The design and implementation of a High-Performance FLC that incorporates an efficient and practical method to tune the controller to the plant was explained. The tunable FLC IP was integrated into a SoC based on the FPGA Fusion jointly with an ARM soft processor and tested using two electromechanical systems.

In the first system, the regulation of the speed of a DC motor was the control objective, being the target of the paper to evaluate the performance of hardware implementations of fuzzy controllers used as IP Cores, two sets of comparative experiments of the system performance were achieved. The aim of the first set was to compare the FLC IP coprocessor against other development platforms, including a Core 2 Duo PC system, three implementations of the FLC programmed in C language running on the Microblaze soft-core processor mounted into the Spartan 3, and Virtex 5 FPGA systems.
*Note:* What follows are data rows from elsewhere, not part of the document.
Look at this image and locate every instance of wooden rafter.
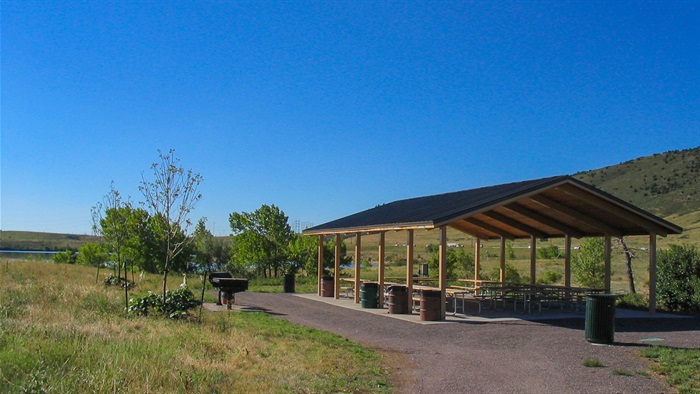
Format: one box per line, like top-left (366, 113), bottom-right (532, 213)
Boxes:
top-left (505, 204), bottom-right (583, 238)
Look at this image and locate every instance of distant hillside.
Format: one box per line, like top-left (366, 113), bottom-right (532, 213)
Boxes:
top-left (0, 231), bottom-right (99, 250)
top-left (574, 147), bottom-right (700, 216)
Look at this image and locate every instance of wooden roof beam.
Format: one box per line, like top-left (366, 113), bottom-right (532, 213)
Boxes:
top-left (448, 221), bottom-right (495, 239)
top-left (530, 195), bottom-right (623, 237)
top-left (481, 211), bottom-right (549, 238)
top-left (464, 218), bottom-right (515, 241)
top-left (504, 204), bottom-right (583, 238)
top-left (557, 185), bottom-right (668, 237)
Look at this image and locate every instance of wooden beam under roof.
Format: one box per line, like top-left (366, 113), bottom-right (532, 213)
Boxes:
top-left (504, 204), bottom-right (583, 238)
top-left (448, 220), bottom-right (498, 239)
top-left (529, 195), bottom-right (623, 237)
top-left (481, 211), bottom-right (549, 238)
top-left (557, 185), bottom-right (668, 237)
top-left (463, 217), bottom-right (515, 241)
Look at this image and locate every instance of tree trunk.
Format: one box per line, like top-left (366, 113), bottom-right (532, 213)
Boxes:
top-left (619, 238), bottom-right (636, 293)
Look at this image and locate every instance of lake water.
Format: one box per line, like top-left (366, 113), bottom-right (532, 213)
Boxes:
top-left (0, 250), bottom-right (58, 260)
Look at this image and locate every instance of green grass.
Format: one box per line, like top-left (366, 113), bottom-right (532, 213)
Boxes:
top-left (0, 261), bottom-right (391, 393)
top-left (641, 346), bottom-right (700, 394)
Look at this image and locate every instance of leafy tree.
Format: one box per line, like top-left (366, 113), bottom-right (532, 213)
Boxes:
top-left (289, 234), bottom-right (318, 275)
top-left (139, 149), bottom-right (202, 302)
top-left (571, 238), bottom-right (605, 288)
top-left (229, 205), bottom-right (293, 278)
top-left (656, 245), bottom-right (700, 312)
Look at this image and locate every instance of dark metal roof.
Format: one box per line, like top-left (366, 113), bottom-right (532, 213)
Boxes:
top-left (303, 176), bottom-right (683, 239)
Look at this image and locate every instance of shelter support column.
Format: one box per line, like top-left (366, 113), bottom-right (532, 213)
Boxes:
top-left (604, 235), bottom-right (612, 293)
top-left (377, 231), bottom-right (386, 308)
top-left (499, 237), bottom-right (506, 283)
top-left (649, 233), bottom-right (656, 313)
top-left (474, 238), bottom-right (481, 280)
top-left (355, 233), bottom-right (362, 304)
top-left (564, 234), bottom-right (571, 287)
top-left (318, 235), bottom-right (323, 296)
top-left (439, 226), bottom-right (447, 320)
top-left (333, 234), bottom-right (341, 299)
top-left (530, 235), bottom-right (537, 285)
top-left (406, 229), bottom-right (413, 300)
One C language implementation of the FLC running into the Atmel AVR 8-bit Microcontroller, and one implementation of the FLC coded using VHDL, and mounted as IP into the FPGA Fusion. We achieved an experimental evaluation of time computational complexity of the above systems.

The worst performance system was the FLC implemented using the Atmel AVR 8-bit Microcontroller, with this experiment we got the worst-case bound.
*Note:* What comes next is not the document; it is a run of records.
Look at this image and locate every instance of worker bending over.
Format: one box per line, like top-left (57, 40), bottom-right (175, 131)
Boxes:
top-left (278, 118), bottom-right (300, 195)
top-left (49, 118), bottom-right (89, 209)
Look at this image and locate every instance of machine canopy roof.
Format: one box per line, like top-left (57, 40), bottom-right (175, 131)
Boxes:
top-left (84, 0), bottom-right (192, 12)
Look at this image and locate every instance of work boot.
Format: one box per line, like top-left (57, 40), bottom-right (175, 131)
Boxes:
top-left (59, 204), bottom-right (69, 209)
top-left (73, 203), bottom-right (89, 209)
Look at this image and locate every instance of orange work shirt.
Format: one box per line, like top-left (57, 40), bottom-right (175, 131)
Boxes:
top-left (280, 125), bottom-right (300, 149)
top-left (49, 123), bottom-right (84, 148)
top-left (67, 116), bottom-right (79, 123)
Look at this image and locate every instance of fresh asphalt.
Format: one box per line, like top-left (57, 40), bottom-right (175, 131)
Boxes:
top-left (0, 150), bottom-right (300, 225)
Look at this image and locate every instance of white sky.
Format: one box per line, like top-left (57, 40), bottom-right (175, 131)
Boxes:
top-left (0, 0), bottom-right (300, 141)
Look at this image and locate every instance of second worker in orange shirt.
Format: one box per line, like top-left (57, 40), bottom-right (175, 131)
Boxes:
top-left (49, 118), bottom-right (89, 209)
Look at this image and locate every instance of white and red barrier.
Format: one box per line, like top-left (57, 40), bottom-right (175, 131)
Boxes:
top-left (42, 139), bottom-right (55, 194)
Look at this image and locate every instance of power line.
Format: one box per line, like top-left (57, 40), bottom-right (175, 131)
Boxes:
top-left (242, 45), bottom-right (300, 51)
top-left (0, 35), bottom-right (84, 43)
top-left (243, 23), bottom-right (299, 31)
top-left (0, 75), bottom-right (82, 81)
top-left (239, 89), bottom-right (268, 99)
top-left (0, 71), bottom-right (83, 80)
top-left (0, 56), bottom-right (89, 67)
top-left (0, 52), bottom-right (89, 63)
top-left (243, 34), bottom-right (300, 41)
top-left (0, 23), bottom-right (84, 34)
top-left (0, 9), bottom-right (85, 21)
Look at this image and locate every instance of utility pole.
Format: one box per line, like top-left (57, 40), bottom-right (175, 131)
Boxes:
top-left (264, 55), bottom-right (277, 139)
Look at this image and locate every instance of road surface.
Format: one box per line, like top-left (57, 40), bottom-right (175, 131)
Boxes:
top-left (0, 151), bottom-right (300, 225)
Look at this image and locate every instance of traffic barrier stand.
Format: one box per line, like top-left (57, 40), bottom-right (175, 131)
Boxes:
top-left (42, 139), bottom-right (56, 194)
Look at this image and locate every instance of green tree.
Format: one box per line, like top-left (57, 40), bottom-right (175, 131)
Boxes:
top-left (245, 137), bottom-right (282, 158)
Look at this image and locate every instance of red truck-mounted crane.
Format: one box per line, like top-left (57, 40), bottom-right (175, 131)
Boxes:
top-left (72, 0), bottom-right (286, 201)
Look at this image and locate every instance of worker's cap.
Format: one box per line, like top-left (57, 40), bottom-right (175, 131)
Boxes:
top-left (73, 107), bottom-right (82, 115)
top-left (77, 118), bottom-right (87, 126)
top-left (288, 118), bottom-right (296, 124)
In the average bound, we found the three software prototypes of the FLC programmed in C language running on FPGA platforms, together with the PC development. Differences among FPGA systems are mainly due to systems clock; this is more evident on the Spartan 3 running with half of the frequency clock with respect to other FPGA systems. In the PC, the problem was that the FLC was running on Simulink controlling the plant using serial communication. Due to the implementation characteristic, this was not a real time system.

In the second system, the same set of tests were achieved and the execution times were consistent with the results obtained in the first system, some nonsignificant changes in values of FLC implemented in C occurred. However; for the case of study, the FLC IP Core, always last the same time, this is because the execution time is tight to the system clock, the FLC always last three clock cycles, and the GPIO IP last five clock cycles, therefore the FLC IP last eight clock cycles.
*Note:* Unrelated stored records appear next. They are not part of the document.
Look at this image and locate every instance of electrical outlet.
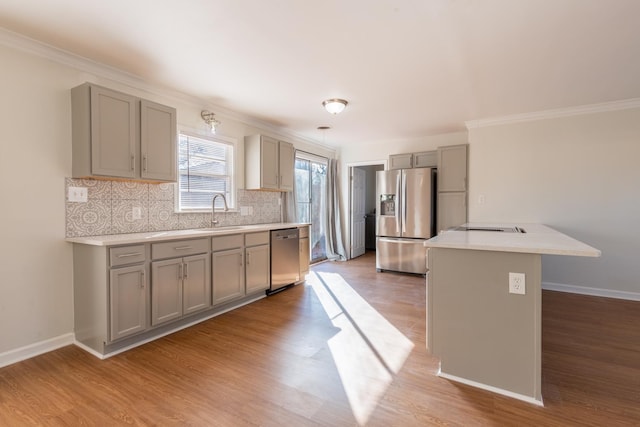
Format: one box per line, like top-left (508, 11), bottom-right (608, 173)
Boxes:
top-left (67, 187), bottom-right (87, 203)
top-left (509, 273), bottom-right (525, 295)
top-left (131, 207), bottom-right (142, 219)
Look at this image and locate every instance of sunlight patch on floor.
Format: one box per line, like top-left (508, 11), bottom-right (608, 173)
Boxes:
top-left (307, 272), bottom-right (414, 425)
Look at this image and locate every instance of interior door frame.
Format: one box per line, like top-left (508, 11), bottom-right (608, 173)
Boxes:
top-left (343, 159), bottom-right (389, 259)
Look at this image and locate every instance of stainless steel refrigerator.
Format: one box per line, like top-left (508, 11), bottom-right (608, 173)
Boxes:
top-left (376, 168), bottom-right (436, 274)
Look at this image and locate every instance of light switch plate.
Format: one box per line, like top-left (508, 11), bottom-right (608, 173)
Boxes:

The FLC IP was designed to work in real time, when the FLC finish a whole inference cycle (fuzzification, inference, defuzzification) it enables the IRQ output request that can be sent to the interrupt controller for real time applications, or latched to be read by an input/output port to work in polling mode for applications that does not require real time.

The best-case SoC is the FLC IP combined with the ARM soft-processor, the speed-up with respect to the other development platform is 78, 125 times.

There are other interesting points to remark, for example, the flexibility that FPGA based system provides to implement SoC; this is important because it is possible to design independent low-cost low-power consumption and inexpensive systems that can mix digital and analogical signals. The use of specialized software, the growing availability of resources such as IP allow to simplify the development process of real time systems. The FLC IP soft-core has the advantage that it is not dependable on the bus system, and it provides to the user an easy handling capability without the need of the knowledge of the internal functionality; on the other hand, because it is not encrypted, the content can be read.

Finally, the incorporation of specialized debugging and testing modules into the SoC facilitates these complex and tedious tasks.

At present time, we are developing the IP core a Type-2 FLC, we have simulated stage by stage, for example the type-2 defuzzification stage [25]. The whole Type-2 FLC can be tuned using the STA algorithm for type-2 [26].


The authors would like to thank the “Instituto Politécnico Nacional (IPN)”, “Comisión de Operación y Fomento de Actividades Académicas (COFAA)”, and the Mexican “Consejo Nacional de Ciencia y Tecnología (CONACYT)” for supporting the research activities.